Git Product home page Git Product logo

Comments (10)

musabgultekin avatar musabgultekin commented on May 21, 2024

Hi William. Thanks for reporting that! Once upon a time, I was working on a simple queue system. Based on chan.
Here is the branch: https://github.com/geziyor/geziyor/tree/queue

The change is basically like this: d4d9c07

Can you test with that branch with your scraper and give a feedback about it?. So that we can merge this to the master. Cause Ive used that approach a couple time, but I was just unsure about it.

from geziyor.

musabgultekin avatar musabgultekin commented on May 21, 2024

But max in memory request queue size is hardcoded rn: 1,000,000. We can make it configurable though. Or something dynamic as default, based on the RAM, like Max queue size= (Ram in MB * 10) etc. And then configurable setting.

from geziyor.

williamjulianvicary avatar williamjulianvicary commented on May 21, 2024

The queue size could be a problem for larger websites as it'll deadlock (I tested with lower number) once it fills up. Could we perhaps add a select for that and default to dumping any additional queued items > 1,000,000?

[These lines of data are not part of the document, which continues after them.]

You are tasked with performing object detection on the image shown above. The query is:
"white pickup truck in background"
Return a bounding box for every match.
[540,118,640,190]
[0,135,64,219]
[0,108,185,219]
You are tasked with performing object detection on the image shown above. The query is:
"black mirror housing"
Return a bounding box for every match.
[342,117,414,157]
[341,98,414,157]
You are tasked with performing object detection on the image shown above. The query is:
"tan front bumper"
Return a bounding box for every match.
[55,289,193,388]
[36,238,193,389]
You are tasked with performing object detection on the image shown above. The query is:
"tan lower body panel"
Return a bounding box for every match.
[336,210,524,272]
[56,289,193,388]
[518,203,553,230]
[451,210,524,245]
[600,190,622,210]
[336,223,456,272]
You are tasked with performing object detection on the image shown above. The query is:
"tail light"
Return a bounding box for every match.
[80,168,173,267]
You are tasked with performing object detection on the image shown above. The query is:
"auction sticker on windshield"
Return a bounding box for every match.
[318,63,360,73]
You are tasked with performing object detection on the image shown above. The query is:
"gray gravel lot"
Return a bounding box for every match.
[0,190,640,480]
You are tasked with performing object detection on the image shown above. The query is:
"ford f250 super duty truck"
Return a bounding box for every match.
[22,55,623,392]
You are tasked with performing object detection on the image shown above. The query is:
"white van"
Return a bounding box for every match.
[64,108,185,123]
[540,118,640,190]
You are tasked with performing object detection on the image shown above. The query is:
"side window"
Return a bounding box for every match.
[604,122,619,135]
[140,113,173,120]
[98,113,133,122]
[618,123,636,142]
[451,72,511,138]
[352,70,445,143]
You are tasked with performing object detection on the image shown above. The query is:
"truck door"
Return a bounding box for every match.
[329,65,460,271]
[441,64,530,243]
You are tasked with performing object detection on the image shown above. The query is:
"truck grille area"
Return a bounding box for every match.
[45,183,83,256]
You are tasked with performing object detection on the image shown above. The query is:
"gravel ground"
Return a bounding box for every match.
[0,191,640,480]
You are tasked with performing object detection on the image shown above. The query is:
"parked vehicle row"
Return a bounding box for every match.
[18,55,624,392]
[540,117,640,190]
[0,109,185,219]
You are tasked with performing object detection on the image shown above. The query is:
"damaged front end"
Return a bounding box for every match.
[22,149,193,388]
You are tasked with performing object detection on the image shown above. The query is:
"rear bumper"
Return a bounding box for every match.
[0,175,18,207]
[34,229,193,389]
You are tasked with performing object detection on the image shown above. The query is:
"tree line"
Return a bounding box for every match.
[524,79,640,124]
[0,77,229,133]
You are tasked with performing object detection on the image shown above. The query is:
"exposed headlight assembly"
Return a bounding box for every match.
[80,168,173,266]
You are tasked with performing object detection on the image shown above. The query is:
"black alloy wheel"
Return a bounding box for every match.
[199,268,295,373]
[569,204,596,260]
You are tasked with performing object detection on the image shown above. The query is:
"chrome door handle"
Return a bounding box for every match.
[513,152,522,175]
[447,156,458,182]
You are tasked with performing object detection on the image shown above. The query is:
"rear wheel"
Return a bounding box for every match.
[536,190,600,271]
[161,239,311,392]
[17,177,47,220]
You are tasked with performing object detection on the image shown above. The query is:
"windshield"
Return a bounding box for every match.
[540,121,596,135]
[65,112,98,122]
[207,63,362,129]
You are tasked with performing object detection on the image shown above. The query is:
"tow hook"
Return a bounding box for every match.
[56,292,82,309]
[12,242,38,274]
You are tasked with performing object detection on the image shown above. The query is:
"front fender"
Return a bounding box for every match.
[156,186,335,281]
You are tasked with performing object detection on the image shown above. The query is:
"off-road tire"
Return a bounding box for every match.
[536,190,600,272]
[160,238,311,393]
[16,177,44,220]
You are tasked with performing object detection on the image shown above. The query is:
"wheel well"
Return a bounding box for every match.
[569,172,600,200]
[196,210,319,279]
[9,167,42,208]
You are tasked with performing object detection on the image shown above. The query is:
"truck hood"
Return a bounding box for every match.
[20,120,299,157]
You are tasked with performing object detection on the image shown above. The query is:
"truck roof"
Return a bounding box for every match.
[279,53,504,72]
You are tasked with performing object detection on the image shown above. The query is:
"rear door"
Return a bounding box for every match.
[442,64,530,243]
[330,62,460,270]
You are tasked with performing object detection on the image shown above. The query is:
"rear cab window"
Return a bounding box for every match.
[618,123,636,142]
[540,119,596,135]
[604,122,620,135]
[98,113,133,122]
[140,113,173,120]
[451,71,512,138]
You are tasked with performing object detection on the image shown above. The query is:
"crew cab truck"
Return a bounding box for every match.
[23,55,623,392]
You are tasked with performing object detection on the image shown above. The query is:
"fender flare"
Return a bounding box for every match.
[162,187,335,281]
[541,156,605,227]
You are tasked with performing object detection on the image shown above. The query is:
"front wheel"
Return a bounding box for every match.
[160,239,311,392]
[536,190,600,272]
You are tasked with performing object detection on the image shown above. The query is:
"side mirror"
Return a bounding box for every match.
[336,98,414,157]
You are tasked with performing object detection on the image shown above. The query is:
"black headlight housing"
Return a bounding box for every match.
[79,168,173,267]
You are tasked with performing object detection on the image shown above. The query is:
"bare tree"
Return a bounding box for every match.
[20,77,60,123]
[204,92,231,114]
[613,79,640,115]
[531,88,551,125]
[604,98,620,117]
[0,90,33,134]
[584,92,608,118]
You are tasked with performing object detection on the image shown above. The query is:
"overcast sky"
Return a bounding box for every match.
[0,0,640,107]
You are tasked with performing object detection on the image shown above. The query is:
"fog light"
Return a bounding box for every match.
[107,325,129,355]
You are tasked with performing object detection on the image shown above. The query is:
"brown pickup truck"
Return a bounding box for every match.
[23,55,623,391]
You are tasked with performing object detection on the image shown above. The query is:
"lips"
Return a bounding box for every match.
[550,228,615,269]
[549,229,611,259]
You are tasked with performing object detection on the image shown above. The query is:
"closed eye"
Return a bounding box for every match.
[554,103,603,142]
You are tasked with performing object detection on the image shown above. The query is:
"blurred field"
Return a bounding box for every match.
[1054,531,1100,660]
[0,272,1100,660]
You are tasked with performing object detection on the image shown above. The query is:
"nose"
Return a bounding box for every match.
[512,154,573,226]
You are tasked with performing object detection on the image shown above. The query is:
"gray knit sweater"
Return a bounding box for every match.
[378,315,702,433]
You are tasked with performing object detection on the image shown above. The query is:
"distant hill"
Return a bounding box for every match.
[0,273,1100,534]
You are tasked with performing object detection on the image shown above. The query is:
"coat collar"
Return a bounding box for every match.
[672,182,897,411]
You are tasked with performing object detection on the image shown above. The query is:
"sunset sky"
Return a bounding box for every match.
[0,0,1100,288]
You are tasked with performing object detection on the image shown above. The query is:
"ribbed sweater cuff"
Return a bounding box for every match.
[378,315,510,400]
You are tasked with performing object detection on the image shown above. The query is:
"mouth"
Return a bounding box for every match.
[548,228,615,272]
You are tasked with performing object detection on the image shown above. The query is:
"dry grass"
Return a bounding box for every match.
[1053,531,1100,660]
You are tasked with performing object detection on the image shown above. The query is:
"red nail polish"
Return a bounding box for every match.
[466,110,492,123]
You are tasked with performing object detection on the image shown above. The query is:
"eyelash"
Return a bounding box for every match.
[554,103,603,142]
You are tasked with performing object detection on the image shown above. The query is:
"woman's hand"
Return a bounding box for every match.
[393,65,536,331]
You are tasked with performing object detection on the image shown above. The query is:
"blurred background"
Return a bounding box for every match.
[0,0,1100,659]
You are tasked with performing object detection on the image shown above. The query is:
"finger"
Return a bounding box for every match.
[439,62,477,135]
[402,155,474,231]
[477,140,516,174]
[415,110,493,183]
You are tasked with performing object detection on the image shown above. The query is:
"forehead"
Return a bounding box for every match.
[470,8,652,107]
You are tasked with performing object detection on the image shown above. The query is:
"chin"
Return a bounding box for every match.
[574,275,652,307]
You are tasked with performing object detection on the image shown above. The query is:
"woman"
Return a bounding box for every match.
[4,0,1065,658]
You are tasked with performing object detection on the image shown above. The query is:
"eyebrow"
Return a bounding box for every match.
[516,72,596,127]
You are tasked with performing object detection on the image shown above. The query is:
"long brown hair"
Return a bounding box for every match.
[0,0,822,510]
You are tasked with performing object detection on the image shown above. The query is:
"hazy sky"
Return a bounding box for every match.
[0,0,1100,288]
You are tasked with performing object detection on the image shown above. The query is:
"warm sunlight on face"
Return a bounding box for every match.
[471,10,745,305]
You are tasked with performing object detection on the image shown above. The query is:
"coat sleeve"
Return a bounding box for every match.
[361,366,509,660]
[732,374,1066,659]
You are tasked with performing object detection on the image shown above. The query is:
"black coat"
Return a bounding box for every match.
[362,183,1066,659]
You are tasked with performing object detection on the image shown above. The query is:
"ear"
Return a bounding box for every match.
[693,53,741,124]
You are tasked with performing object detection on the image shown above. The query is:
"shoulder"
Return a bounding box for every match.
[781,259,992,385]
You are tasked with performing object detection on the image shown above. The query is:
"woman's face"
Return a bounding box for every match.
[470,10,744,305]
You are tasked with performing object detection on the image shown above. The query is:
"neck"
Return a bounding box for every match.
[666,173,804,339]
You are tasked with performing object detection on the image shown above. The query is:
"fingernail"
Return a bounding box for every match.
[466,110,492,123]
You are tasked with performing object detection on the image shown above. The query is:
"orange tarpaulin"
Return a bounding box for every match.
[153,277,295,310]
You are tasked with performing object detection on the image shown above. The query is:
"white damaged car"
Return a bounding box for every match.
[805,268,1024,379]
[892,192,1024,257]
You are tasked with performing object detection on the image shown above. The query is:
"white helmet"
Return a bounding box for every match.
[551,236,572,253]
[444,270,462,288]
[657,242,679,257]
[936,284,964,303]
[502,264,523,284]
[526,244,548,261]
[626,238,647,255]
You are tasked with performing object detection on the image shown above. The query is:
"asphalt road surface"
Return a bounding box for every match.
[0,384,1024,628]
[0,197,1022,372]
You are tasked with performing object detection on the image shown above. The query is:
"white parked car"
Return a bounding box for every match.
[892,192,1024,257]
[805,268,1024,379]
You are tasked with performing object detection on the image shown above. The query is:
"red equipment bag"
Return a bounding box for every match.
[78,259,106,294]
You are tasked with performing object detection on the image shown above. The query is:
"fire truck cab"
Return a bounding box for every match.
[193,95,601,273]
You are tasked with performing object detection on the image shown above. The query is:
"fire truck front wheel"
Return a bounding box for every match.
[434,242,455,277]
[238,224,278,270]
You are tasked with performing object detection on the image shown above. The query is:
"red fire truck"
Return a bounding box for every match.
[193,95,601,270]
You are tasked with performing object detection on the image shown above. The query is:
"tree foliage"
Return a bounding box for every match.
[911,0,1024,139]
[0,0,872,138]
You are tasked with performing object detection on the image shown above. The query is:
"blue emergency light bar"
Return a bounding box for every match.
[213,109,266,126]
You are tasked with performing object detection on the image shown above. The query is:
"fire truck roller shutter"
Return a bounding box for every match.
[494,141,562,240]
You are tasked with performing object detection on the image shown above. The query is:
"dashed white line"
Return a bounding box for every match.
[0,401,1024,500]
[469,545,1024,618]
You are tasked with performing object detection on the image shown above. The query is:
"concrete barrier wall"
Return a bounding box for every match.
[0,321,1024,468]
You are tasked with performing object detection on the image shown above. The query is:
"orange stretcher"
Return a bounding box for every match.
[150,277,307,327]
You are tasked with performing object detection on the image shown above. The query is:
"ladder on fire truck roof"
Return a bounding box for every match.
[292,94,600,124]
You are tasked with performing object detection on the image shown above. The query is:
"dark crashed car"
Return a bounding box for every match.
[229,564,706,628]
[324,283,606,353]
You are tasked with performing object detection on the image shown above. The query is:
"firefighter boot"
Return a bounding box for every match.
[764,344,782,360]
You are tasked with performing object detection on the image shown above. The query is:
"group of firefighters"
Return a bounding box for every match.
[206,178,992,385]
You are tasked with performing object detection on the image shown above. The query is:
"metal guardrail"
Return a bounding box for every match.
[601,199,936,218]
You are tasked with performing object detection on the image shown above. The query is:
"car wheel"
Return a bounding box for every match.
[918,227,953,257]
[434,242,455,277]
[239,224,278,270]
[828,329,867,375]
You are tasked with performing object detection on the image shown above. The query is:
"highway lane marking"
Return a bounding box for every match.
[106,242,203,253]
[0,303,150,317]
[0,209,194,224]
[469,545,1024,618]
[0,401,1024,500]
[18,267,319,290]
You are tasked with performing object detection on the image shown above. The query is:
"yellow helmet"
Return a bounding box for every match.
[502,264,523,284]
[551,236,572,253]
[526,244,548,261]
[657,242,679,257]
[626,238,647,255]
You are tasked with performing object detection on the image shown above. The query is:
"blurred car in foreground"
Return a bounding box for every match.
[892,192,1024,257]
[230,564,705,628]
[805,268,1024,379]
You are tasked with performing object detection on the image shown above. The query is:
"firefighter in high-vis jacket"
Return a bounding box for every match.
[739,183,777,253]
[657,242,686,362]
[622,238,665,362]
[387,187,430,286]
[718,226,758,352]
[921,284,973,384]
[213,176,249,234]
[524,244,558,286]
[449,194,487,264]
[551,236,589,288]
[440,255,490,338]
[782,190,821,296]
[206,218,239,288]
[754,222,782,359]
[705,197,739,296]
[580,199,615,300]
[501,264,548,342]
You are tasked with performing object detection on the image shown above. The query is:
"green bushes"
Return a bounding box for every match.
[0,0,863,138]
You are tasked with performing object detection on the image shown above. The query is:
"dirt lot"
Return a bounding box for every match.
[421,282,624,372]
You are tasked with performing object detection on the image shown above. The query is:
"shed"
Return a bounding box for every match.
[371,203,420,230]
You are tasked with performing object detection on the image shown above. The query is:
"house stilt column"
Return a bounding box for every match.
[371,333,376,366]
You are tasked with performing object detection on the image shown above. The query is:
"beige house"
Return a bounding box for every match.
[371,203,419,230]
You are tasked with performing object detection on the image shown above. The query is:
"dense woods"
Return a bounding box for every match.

I've tested the branch, and memory usage is FAR FAR better, but I've made a couple of tweaks in this PR which increase performance more, in short:

  • RequestMiddleware is run before the g.do method is called - this avoids queuing up something unnecessarily and...
  • Importantly it stops the rate limiter from being invoked (and blocking) for requests that are going to be cancelled!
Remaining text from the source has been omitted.